Even the country’s largest health systems are not immune to the financial instability brought on by the Covid-19 pandemic, according to a new report.

The 25 largest nonprofit health systems saw their net patient revenue drop 21% from the fourth quarter of 2019 to the second quarter of 2021. Net patient revenue fell 3% year-over-year from 2019 to 2020. The infusion of relief funds from the Coronavirus Aid, Relief, and Economic Security Act helped patient revenue somewhat recover at the end of last year.

Released by advisory firm Alvarez & Marsal’s Healthcare Industry Group, the report includes data from the 25 largest nonprofit health systems in the country, that is, the health systems with the greatest number of hospitals. The report’s authors analyzed the most common metrics found across publicly available financial statements for more than 1,000 hospitals, roughly a third of all nonprofit hospitals in the country.

As net patient revenue declined, operating expenses steadily increased. Annual total operating expenses jumped 5% from calendar year 2019 to 2020. Aside from three health systems, the organizations experienced an increase in operating expenses ranging from 2% to 10%, regardless of size.

Operating income was down 11% from 2019 to 2020 — likely due to the predominantly negative margins in the first and second quarters of last year.

This data includes relief funds received through the CARES Act. The 25 health systems analyzed in this report got an estimated $6 billion to $8 billion in federal help.

The health systems’ poor financial performance is the result of steep declines in operational metrics across the board.

Discharges decreased 18% from Q4 of 2019 to Q2 of this year.
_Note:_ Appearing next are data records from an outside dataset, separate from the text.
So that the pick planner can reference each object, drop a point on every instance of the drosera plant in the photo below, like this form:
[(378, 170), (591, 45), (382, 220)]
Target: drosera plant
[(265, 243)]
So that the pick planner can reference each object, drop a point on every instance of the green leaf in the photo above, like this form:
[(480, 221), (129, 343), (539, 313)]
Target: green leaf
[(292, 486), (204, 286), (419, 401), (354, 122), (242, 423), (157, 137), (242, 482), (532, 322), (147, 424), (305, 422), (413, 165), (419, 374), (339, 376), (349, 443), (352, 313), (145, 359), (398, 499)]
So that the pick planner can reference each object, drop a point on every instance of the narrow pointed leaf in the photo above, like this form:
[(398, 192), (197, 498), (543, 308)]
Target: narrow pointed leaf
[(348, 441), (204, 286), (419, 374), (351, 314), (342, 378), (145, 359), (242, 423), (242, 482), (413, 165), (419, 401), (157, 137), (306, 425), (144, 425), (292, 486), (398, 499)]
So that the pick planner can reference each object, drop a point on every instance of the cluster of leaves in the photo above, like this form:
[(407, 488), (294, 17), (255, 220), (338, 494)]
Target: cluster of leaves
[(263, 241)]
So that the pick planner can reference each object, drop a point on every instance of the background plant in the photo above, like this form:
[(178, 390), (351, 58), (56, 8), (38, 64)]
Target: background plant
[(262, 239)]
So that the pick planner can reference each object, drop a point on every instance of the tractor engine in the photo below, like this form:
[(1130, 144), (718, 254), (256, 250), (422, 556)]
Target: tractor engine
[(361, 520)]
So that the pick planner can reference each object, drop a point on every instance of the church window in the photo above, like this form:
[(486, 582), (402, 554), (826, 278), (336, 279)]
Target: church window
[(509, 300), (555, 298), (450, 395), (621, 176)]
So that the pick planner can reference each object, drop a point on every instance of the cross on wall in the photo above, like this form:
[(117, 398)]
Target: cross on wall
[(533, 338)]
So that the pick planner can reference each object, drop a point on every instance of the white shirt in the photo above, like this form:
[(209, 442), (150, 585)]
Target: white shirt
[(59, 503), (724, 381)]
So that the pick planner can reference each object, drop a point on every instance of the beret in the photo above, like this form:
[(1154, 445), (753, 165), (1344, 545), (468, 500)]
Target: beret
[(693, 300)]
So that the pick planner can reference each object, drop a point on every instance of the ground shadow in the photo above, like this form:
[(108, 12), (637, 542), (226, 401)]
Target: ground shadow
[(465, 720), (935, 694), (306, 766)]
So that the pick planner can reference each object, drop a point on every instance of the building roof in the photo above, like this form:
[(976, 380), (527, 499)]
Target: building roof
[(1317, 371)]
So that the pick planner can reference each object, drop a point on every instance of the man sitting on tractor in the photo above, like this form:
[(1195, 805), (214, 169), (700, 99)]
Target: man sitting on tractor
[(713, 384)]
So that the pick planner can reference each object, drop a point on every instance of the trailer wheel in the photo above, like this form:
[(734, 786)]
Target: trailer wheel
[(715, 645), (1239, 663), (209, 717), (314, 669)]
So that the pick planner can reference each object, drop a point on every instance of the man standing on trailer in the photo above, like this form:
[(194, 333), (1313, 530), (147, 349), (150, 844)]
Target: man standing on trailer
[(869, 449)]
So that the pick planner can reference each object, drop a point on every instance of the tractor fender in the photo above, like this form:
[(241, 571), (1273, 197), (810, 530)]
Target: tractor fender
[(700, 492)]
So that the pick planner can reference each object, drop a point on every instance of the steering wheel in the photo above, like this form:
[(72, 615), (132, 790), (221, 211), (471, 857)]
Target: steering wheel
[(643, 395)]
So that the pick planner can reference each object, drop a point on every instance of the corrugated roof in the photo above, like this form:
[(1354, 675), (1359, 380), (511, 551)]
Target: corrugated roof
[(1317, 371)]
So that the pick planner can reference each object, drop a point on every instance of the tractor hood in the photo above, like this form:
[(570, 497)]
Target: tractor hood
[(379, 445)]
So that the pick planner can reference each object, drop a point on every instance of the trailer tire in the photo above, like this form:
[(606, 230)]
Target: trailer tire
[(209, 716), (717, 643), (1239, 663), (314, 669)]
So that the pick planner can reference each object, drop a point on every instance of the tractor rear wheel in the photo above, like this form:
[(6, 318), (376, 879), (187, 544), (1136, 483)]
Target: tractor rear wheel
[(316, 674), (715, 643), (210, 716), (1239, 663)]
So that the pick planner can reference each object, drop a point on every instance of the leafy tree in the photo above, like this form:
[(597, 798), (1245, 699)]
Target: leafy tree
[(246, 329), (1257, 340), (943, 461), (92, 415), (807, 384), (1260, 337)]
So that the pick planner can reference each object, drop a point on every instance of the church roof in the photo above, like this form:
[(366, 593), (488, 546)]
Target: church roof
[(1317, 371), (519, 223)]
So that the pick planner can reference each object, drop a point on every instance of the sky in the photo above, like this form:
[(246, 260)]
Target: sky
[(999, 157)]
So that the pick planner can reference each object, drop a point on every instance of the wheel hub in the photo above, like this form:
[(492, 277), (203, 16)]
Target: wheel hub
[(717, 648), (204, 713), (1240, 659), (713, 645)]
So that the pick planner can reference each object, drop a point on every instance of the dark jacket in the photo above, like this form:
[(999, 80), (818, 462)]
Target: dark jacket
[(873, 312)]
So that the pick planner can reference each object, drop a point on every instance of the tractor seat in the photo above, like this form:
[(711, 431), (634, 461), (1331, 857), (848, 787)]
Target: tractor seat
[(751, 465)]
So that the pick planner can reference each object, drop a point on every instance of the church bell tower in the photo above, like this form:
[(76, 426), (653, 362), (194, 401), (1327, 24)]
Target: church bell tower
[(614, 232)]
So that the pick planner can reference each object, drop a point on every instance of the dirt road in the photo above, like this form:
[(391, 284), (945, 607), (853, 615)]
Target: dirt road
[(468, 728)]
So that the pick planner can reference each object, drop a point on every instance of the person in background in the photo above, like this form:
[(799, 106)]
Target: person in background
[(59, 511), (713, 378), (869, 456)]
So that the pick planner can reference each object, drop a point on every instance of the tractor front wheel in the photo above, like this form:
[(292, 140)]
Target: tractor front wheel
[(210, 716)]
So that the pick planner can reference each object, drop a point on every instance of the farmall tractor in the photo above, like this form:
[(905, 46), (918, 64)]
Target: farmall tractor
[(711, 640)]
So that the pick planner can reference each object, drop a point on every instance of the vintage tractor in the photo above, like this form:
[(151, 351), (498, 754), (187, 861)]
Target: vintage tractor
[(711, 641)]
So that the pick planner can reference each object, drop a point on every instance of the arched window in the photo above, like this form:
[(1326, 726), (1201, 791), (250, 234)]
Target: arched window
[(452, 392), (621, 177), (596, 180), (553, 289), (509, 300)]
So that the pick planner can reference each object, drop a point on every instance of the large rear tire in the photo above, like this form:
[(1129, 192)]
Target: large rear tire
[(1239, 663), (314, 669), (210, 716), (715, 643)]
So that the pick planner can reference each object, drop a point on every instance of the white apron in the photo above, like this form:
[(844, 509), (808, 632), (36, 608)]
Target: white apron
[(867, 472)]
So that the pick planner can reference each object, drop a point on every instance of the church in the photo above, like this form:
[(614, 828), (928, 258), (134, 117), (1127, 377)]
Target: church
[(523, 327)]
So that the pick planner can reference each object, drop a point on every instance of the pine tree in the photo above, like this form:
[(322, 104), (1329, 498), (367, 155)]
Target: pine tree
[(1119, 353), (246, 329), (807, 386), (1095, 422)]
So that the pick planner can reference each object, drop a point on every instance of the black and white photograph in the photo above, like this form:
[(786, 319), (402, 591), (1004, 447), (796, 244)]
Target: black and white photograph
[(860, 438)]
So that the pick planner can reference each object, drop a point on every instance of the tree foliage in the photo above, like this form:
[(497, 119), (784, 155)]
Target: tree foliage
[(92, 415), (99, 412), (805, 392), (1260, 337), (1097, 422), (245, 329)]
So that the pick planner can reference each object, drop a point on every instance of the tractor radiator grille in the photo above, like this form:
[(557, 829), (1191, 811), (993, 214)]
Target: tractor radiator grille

In the same time period, surgeries fell 36% and emergency room visits declined 31%. Meanwhile, the average length of stay increased by 7%.

From 2019 to 2020, discharges dropped by 9%, while the length of stay jumped by 6%, which indicates that patients admitted to the hospital in this period had more complex conditions or were more severely ill.

“What will be more telling, as health systems continue to recover, is the impact from declined surgical and emergent volumes, which are down 11% and 17%, year over year, and in particular, what actions we see on the part of health system executive teams to either ‘bring back’ or offset these deflated volumes,” said John McLean, managing director of Alvarez & Marsal’s Healthcare Industry Group and co-author of the report, in a news release.